GitHub 🐱‍💻 | LinkedIn 🔗

About Me

I am a dedicated AI Developer with 2+ years of industry and 3+ years of academic experience in machine learning, deep learning, NLP, and computer vision. My expertise includes speech-to-text (STT), large language models (LLMs), DeepFake detection, and AI-generated content classification. I have successfully built and deployed real-time AI models for voice authentication, phishing detection, and AI-driven audio classification.

I specialize in model quantization (ONNX, TensorFlow Lite, TensorRT), optimization, and scalable AI solutions for mobile and server deployments. My work focuses on multilingual speech recognition, AI-based security systems, and real-time inference acceleration, ensuring efficient and high-performance AI applications.


Skills Summary

  • Programming Languages: Python, C/C++, Java
  • Database Management: MySQL, PostgreSQL, PySpark
  • ML & AI Frameworks: PyTorch, TensorFlow, HuggingFace Transformers, Scikit-learn, PyTorch Lightning
  • Speech & NLP: Whisper, KoBERT, Transformers, Speech-to-Text (STT), Large Language Models (LLMs)
  • MLOps & Optimization: Docker, Kubernetes, MLFlow, FastAPI, TorchServe, TensorRT, ONNX, TensorFlow Lite
  • Development Tools: Git/GitHub, CI/CD, Docker-compose
  • Cloud & Deployment: AWS EC2, GCP, Edge AI, Developed AI Models for Mobile Applications

Main Competencies

  • Computer Vision & Image Processing: Object Detection, Object Tracking, OCR, Image Restoration & Enhancement, Medical Imaging
  • Speech & NLP: STT, Natural Language Processing, Large Language Models (LLMs), Vision-Language Models, Generative AI
  • AI Model Development & Optimization: Model Quantization, Real-time AI Systems, DeepFake Detection, Clustering, Re-Identification
  • End-to-End AI Solutions: Building Scalable AI Pipelines, Deployment Pipelines, GCP & Cloud AI Model Deployment

Work Experience

AI Developer

Museblossome | Nov 2024 - Present

  • DeepVoice – Real-time Voice Phishing Detection
    • Achieved 98% accuracy by integrating Speech-to-Text (STT) and a fine-tuned KoBERT model for phishing detection.
    • Optimized inference speed by processing audio in chunks for efficient streaming.
    • Deployed the model on Android using ONNX and TensorFlow Lite.
    • Project implementaion
  • DeepVoiceGuard – AI vs Human Voice Classification
    • Created a model that identifies AI-generated voices in phone conversations.
    • Collected and processed ASVspoof2019 dataset of real and AI-generated voices.
    • Achieved 95.8% accuracy and deployed on huggingface and local servers via FastAPI.
    • Project implementaion
  • Fine-Tuning Whisper for Korean and Uzbek Speech Recognition
    • Fine-tuned Whisper-medium model for Uzbek speech-to-text using a fully custom dataset collected and curated specifically for the Uzbek language.
    • Achieved a Word Error Rate (WER) of 6.48% on the evaluation set, demonstrating high accuracy for real-world Uzbek speech scenarios.
    • Built a Korean speech dataset combining voice phishing, phone conversations, and AI Hub data for domain-specific STT.
    • Achieved a WER of 9.17% on Korean test data, emphasizing the model’s effectiveness in voice security contexts.
  • AI-Generated vs Real Music Classification
    • Curated a dataset of 1M+ samples across 10 classes for music classification.
    • Developed a custom AI model to distinguish real vs AI-generated music.
    • Applied quantization (ONNX, TensorFlow Lite) for high-performance mobile inference.

AI Research Engineer

Aria Studios Co.
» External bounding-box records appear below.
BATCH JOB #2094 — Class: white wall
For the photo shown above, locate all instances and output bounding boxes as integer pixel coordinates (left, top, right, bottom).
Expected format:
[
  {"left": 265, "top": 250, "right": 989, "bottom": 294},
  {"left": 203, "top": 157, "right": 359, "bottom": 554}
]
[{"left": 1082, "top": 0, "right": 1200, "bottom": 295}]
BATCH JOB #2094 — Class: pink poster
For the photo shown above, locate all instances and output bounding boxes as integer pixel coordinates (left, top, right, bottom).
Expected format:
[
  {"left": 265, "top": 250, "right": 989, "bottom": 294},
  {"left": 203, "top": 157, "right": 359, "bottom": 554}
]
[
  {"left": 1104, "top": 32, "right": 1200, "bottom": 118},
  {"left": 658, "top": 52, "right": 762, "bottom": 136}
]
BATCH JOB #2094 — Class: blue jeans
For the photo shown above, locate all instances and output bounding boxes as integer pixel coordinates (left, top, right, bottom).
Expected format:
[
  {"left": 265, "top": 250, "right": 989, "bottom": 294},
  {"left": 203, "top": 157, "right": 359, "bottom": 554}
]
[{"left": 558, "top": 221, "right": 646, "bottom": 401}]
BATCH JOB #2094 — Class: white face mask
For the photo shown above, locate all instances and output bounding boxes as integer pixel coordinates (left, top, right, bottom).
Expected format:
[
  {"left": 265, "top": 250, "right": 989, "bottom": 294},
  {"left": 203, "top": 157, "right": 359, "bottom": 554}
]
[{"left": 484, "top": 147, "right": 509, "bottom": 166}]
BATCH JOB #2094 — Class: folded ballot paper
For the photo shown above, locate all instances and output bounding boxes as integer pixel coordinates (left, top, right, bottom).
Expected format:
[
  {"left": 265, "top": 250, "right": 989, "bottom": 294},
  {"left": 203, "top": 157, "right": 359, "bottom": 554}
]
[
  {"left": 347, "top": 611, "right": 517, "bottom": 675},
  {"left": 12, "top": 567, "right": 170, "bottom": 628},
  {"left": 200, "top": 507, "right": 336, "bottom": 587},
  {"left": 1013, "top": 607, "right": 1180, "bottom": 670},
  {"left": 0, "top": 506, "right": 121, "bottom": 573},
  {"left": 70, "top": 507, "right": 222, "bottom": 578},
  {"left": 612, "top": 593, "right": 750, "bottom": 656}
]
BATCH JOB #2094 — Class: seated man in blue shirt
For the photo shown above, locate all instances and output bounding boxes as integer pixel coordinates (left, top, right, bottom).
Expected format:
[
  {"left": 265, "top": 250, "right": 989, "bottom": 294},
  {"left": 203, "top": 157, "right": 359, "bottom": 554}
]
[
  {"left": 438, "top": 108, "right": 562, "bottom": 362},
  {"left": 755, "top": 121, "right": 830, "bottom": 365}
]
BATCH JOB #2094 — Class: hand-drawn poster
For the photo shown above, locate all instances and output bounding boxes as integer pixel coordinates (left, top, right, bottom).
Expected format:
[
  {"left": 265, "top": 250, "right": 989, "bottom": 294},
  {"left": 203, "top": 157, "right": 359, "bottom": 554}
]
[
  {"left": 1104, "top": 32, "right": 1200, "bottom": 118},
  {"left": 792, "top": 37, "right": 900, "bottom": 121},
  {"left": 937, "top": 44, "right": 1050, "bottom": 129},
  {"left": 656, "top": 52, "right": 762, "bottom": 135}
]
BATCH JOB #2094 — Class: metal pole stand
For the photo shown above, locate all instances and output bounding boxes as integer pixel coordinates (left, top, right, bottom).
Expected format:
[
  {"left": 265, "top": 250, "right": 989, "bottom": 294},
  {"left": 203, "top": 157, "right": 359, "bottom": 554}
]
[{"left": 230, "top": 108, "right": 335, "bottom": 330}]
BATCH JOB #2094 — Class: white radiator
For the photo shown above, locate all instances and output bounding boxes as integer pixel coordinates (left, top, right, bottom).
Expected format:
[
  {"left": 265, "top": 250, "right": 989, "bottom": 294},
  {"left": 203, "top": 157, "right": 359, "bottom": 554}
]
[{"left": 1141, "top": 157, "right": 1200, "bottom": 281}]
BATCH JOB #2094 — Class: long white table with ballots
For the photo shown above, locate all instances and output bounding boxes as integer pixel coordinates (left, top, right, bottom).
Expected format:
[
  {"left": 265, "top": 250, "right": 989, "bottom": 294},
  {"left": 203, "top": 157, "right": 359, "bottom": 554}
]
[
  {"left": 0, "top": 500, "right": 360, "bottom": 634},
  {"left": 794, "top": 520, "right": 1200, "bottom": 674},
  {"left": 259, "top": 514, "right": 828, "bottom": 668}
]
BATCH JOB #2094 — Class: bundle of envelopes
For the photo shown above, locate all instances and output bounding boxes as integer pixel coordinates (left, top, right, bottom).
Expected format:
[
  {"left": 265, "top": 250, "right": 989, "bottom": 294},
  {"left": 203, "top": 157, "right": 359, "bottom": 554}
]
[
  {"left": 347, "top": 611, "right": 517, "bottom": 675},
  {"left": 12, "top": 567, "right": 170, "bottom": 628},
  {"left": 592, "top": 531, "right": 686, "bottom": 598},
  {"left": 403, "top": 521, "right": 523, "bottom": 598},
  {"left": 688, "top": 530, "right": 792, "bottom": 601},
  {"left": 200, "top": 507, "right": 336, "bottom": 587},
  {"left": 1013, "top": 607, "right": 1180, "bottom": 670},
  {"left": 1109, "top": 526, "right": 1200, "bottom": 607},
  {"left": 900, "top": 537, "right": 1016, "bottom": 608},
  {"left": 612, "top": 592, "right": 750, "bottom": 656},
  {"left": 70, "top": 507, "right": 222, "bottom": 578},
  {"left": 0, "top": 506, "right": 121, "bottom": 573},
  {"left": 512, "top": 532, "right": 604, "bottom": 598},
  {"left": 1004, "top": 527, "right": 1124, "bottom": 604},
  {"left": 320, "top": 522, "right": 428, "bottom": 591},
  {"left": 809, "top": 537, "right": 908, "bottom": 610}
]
Ltd | Jun 2023 - Nov 2024

  • Real-time Live Portrait Optimization:
    • Optimized the Live_Portrait model for real-time performance using webcam and monitor setups, achieving seamless and responsive operation.
    • This project has gained significant recognition on Git-hub, receiving a high number of stars and positive feedback from the community.
    • Technologies: Real-time Image Processing, Webcam&Monitor Integration, Model Optimization, Python.
    • Project implementation
  • Image Enhancement & Deep-fake Creation for Broadcast:
    • Enhanced image quality and restored facial features to improve the realism of Deep-fake videos.
    • Produced high-quality Deep-fake videos for KBS election coverage, showcasing the potential of advanced ML techniques in media.
    • Technologies: Image Enhancement, Face Restoration, Deep-fake Generation, Python,GANs, Open-CV.
    • Project implementation
  • Multimodal User Interaction System:
    • Created an integrated system combining gaze tracking, emotion estimation, and audio-to-text conversion to enhance user interaction.
    • Enabled real-time adaptive responses for entertainment applications, significantly improving user engagement.
    • Technologies: Gaze Tracking, Emotion Estimation, Audio Processing, Python, Machine Learning.
  • Interactive Hyundai Car Models:
    • Developed a model pipeline using the IP-Adapter model to generate interactive 3D car models from grayscale images and user-provided text prompts.
    • Enabled users to design and visualize both classic and futuristic car models in real-time, preserving the target logos and aesthetics.
    • Technologies: 3D Modeling, Image-to-3D Conversion, User Interaction, Python, TensorFlow.
  • 3D Scene Creation for Interactive Films:
    • Implemented 3D Gaussian splatting to create detailed and lifelike 3D reconstructions from point cloud data.
    • Optimized 3D rendering processes to enhance the realism of environments and characters in interactive films.
    • Technologies: 3D Reconstruction, Gaussian Splatting, Point Cloud Processing, Open-CV, PyTorch.
  • Facial Performance Transfer System:
    • Developed an advanced system for AI avatars to deliver multilingual speech with highly realistic facial expressions and lip synchronization.
    • Leveraged state-of-the-art deep learning and real-time video processing techniques, resulting in a 30% increase in user engagement.
    • Utilized a combination of neural networks for generating high-quality deep-fake videos based on driver video and audio inputs.
    • Technologies: Deep Learning, Real-time Video Processing, Facial Animation, Python, TensorFlow.

Research Experience

Research Assistant

CNU AI & A Lab | Sep 2020 - Fev 2023

  • Uzbek Sign Language Detection System:
    • Developed a real-time system using Mediapipe and OpenCV to recognize Uzbek sign language with 98% accuracy.
    • Translated hand gestures into text, providing an effective communication tool for the hearing impaired.
    • Technologies: Sign Language Recognition, Computer Vision, Mediapipe, OpenCV, Python.
    • Project Implementation
  • License Plate Detection System:
    • Implemented a high-precision license plate detection system using the YOLOv7 model and CCPD dataset.
    • Achieved robust performance in diverse environments, enhancing automated vehicle monitoring and access control systems.
    • Technologies: Object Detection, YOLOv7, Image Processing, Python.
  • Early Lung Cancer Detection Model:
    • Built and optimized a classification and segmentation model to detect early-stage lung cancer, improving diagnostic accuracy by 20%.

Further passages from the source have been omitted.